What to do when your guy loses
| November 07, 2012 |
The trouble with elections is that half the country is in a foul and disappointed mood today. If your guy lost, what’s your game plan going forward? Steal twice as many yard signs? Post twice as many Facebook rants? Find yet another website that supports your opinions?
I would wager that everybody is tired of this game. Too many of the people on TV and radio, who should be models of wisdom and restraint, are torturing the logic of any little point to make the tiniest score for their side, truth be dammed. There’s so much bald-faced lying that the average citizen has lost the ability to detect a lie.
And that’s a shame. There is a terrible poverty in the souls of people who put politics above all else, above truth, one’s reputation and especially friendship.
It didn’t used to be this way. The 1960s were polarizing times too, but not as much as the media would have you believe. People think Archie Bunker and Meathead were icons of the times. A better example would be Johnny Carson.
Carson, host of the Tonight Show, was a great deal of fun to watch.
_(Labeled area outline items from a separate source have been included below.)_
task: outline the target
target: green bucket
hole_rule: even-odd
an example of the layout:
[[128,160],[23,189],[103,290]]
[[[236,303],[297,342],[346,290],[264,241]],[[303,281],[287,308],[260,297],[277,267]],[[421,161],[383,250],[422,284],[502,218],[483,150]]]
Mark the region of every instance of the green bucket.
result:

He always had a light touch, always good with the guests and never injected himself or his views into the dialog. Good company in other words, no matter who you were. He brought out the best in everybody. Archie Bunker came and went in eight years and left the airwaves almost unnoticed, a cliche. Carson stayed on the air 30 years, and his last shows was one of the most watched TV shows in history.
Now it seems everybody is acting like Archie Bunker on both sides of the political spectrum. It’s all politics all the time. It started in 1980 when the Democrats and the media went ballistic trying to stop the election of Ronald Reagan, Then there was the Republican’s Willie Horton ad in 1988, then talk radio and cable news divided us into opposing sides and it’s been a shout fest ever sense.
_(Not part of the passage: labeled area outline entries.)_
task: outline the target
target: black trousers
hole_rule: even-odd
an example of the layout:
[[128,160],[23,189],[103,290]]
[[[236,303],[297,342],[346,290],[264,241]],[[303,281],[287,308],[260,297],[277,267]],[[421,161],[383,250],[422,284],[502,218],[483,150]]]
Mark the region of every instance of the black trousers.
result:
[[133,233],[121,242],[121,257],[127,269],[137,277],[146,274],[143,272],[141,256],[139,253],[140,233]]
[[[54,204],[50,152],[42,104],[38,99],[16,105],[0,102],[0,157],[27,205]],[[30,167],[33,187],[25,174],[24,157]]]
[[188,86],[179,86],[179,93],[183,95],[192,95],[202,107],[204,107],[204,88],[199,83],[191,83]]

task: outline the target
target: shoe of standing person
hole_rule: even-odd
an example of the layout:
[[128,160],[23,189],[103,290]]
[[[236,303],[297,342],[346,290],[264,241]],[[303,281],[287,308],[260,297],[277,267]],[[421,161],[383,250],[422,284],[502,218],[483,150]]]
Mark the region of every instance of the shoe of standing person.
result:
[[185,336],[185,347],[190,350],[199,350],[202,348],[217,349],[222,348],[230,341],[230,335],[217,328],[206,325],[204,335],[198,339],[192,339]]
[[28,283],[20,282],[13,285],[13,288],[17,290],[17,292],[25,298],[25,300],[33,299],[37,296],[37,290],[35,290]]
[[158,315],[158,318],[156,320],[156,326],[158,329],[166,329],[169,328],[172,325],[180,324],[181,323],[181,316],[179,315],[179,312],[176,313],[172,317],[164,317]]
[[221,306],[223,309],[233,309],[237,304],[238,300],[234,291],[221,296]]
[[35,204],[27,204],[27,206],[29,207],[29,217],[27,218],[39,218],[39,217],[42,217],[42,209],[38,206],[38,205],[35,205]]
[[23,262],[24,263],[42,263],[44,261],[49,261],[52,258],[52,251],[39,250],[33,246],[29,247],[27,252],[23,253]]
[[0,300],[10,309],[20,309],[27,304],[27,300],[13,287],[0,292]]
So what to do? My suggestion is this, and it applies whether your guy won or lost. The next time you talk with somebody of the opposite political persuasion, talk about something other than politics. God gave you one mouth and two ears and that’s about the right ratio of talking to listening. Get to know this person. If they say something you disagree with, let it slide. Seek information and affirmation, not refutation. Channel your inner Johnny Carson.
Nobody ever won a convert or changed a person’s mind without first making that person a friend. One of Ronald Reagan’s best friends in life was Tip O’Neil, his political opposite in Congress. That kind of friendship takes a long time to cultivate and a lot of heart, but if you want change, that’s the way you get it.